Tell us about your book, Apple and Knife.
It’s a collection of short stories about "disobedient women". I re-write well-known fairytales like Cinderella, tales from the Qur’an and Indonesian folklore. These are the tales that we hear often, but they are problematic because usually the women get punished or will be rewarded by getting married... [rewriting] is a way to impose a feminist perspective on the narratives. They are stories about women who resist, but their resistance is situated within specific contexts—they might be housewives without access to power, but within their limited space they fight.
How does your work sit within the context of other feminist writing in Indonesia?
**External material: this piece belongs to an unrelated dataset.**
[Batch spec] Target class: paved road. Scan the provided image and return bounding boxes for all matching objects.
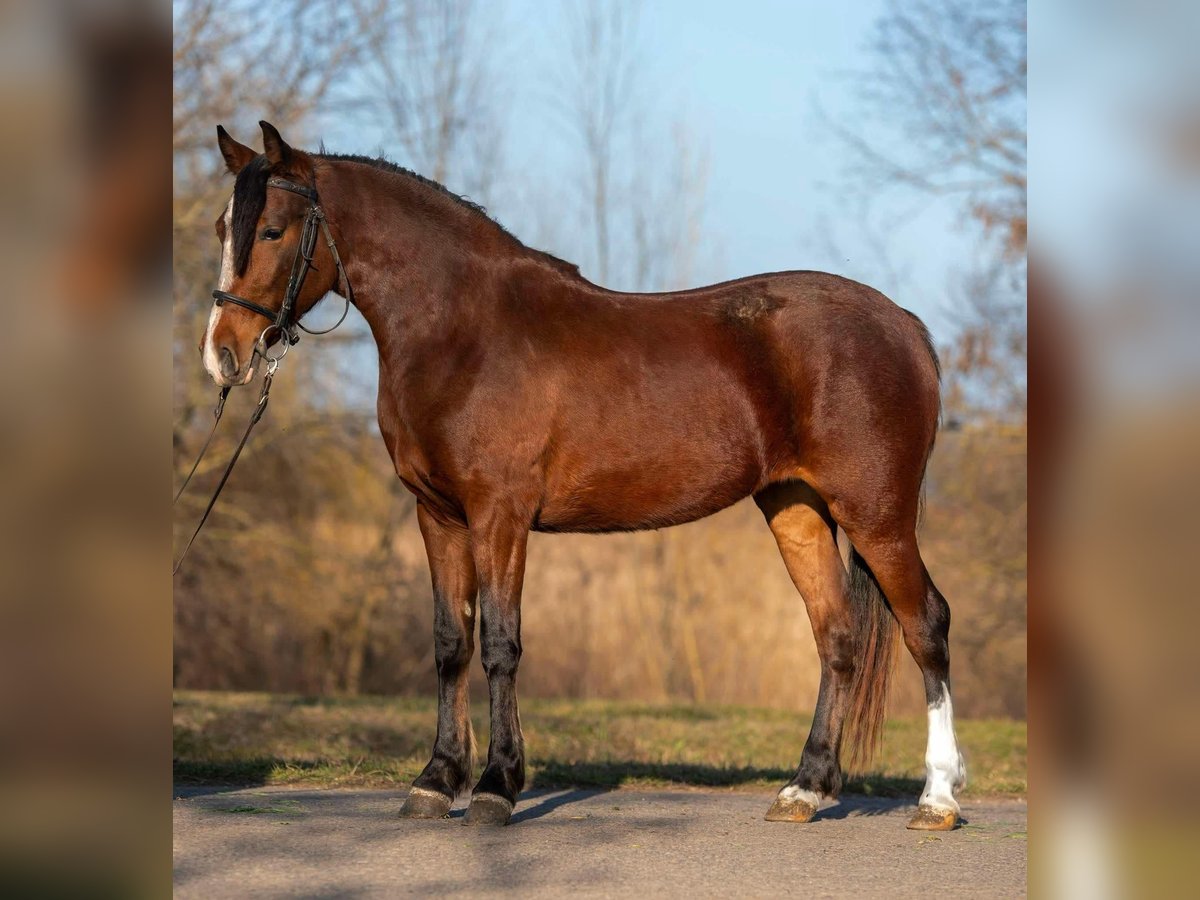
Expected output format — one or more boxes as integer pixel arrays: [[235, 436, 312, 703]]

When I first became active in the literary scene, it was a few years after the political reform in Indonesia. It was the end of authoritarianism, so people questioned so many things, including gender constructs, because women had long had to be mothers and wives within a military framework. There were a lot of new women writers at that time who wrote about sex and sexuality, because women’s sexuality had been controlled and repressed. When I started writing, I wanted to do something different: to explore bodies and sexuality in a more grotesque way, looking at the horrific and ugly. So a lot of my stories are quite disconcerting, but I think there are many ways to talk about sexuality within a feminist framework.
As a fluent English speaker, how much are you part of the translating of your books?
My translator is Stephen J Epstein and usually it’s a collaborative process. You want to get all the cultural references right. He would show me drafts and I would read them and propose suggestions, and he would sometimes propose translated words that highlight the sentences more than the original words. I’ve been working closely with him. I think it’s really important to have a translator who understands you and your preferences and politics. He definitely understands a lot about what I believe, the feminist politics. If he did not, it would be very difficult.
You’re published by Harvill Secker in the UK. How did that come about?
I had been told many times it would be hard to find a publisher for a translated collection of short stories. My translator and I didn’t have any target, we just wanted to get published. He's in New Zealand and I’m in Australia, so we thought maybe we should find a publisher in that region. We found Brow Books, which I love because it's very radical in terms of its politics. Then Kelly Falconer from Asia Literary Agency met me at Ubud Writers & Readers Festival in Bali and she offered me representation; soon after that she was able to find me a publisher for Apple and Knife and my novel, The Wandering, which will be out in the UK in 2020.